For a long long time, superhero comics were where creators would go to make their careers. They were the only show in town, and the reasons for that owe as much to technology as anything. Back in the days of pulp, money was made by selling vast numbers of comics to a diverse demographic. It was a numbers game based on access to printing presses and a wide distribution network, and breaking into that took more money than was available to many.
The other outlet for skills in comics was newspaper cartoons, the issue here being that there was a limit to the number a paper would carry. Again, you’re looking at the difficulty of getting into an industry where there’s no choice but to go through gatekeepers, in this case comics publishers and the syndicates who provided cartoons to newspapers across America. The same is broadly true of film and television: getting your voice across depends on convincing editors, producers and agents that you have the chops to do whatever it is that they’re farming out.
Thing being, in 2012 there’s no need to be limited to traditional channels to get your work out there and profit from it. Look at comics. While Marvel and DC continue to produce variations on the themes that they’ve been pedalling for decades now and manage to produce intermittently interesting results for a dwindling audience, the independent sector is growing. Image have produced a flurry of titles owned by their creative teams, who freed from the constraints of the superhero genre are telling anything from intelligent crime stories such as Sweets to pretty much uncategorisable successes like Chew.
Saga is the latest Image launch, the double size first issue out today, written by Brian K Vaughan, and illustrated by Fiona Staples. Even before the comic is opened, you’re presented with something you’d never get from Marvel or DC: a cover featuring a winged woman breastfeeding her baby, held by a man who’s evidently the father, who sports horns. There’s nothing remotely titillating about it, unlike 90% of the images of women you’ll see in superhero comics, which might even shy away from having a horned man on the cover for fear of scaring advertisers and readers with Christian beliefs. The only thing to be scared of is the realisation that there’s a wealth of creator-owned material out there to explore, whatever your preferred artform.

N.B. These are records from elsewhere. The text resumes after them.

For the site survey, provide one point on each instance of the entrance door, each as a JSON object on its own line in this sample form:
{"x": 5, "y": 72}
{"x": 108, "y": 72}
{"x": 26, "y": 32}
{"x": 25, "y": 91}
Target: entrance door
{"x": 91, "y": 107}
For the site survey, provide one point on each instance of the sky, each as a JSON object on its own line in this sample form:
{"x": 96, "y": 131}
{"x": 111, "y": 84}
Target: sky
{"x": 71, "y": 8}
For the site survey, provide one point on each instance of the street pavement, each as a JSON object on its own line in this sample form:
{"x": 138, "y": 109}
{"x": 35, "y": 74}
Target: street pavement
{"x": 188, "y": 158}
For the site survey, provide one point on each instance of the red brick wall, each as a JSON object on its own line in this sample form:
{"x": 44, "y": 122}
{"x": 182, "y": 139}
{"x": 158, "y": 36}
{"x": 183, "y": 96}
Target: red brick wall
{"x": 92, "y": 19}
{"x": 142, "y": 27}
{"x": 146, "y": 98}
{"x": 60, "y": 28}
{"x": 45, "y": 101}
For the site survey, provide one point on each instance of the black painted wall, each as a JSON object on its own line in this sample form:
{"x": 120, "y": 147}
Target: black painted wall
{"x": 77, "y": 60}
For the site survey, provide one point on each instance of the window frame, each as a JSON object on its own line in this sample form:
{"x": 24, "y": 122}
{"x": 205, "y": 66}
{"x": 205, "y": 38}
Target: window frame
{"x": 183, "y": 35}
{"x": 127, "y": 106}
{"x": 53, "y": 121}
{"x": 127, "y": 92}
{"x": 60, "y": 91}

Fabulous though the opportunities presented by Image are – and they’re being embraced by Ed Brubaker and Sean Phillips, tethered to the Big Two up until now; and the many-splendoured Grant Morrison – what if your work doesn’t appeal to them? Or say Image’s no-money-upfront policy means you and your collaborators are unable to make things work. There is still hope – and lots of it. Kickstarter is increasingly a viable way of getting projects out there, whether graphic novels or gaming accessories. By showcasing your concept to an audience who might connect with it, a real diversity of creative work is finding consumers who’ll pay for their entertainment upfront, and they’re buying into you as much as the concept you’re intending to delight the world with.
And you know what? If you’re afeared of the big bad world of asking people for money, put stuff out there for free. Ain’t nobody going to stop you, and you might just find an audience for…your music, your fiction, your cartoon guide to beekeeping. It’s all a question of what your motivation is. Guitarist Robert Fripp says that the concern of the musician is music, while the concern of the professional musician is business. If you’re financially stable and looking for a creative outlet, you don’t need to let money figure into any of this. And if you do want to profit from your imagination, then there are plenty of ways of making that happen, with people able to send money in your direction by Paypal. The only real question, assuming you have creative ambition and you’re not already aiming to do something to capitalise on the opportunities available is…what’s stopping you?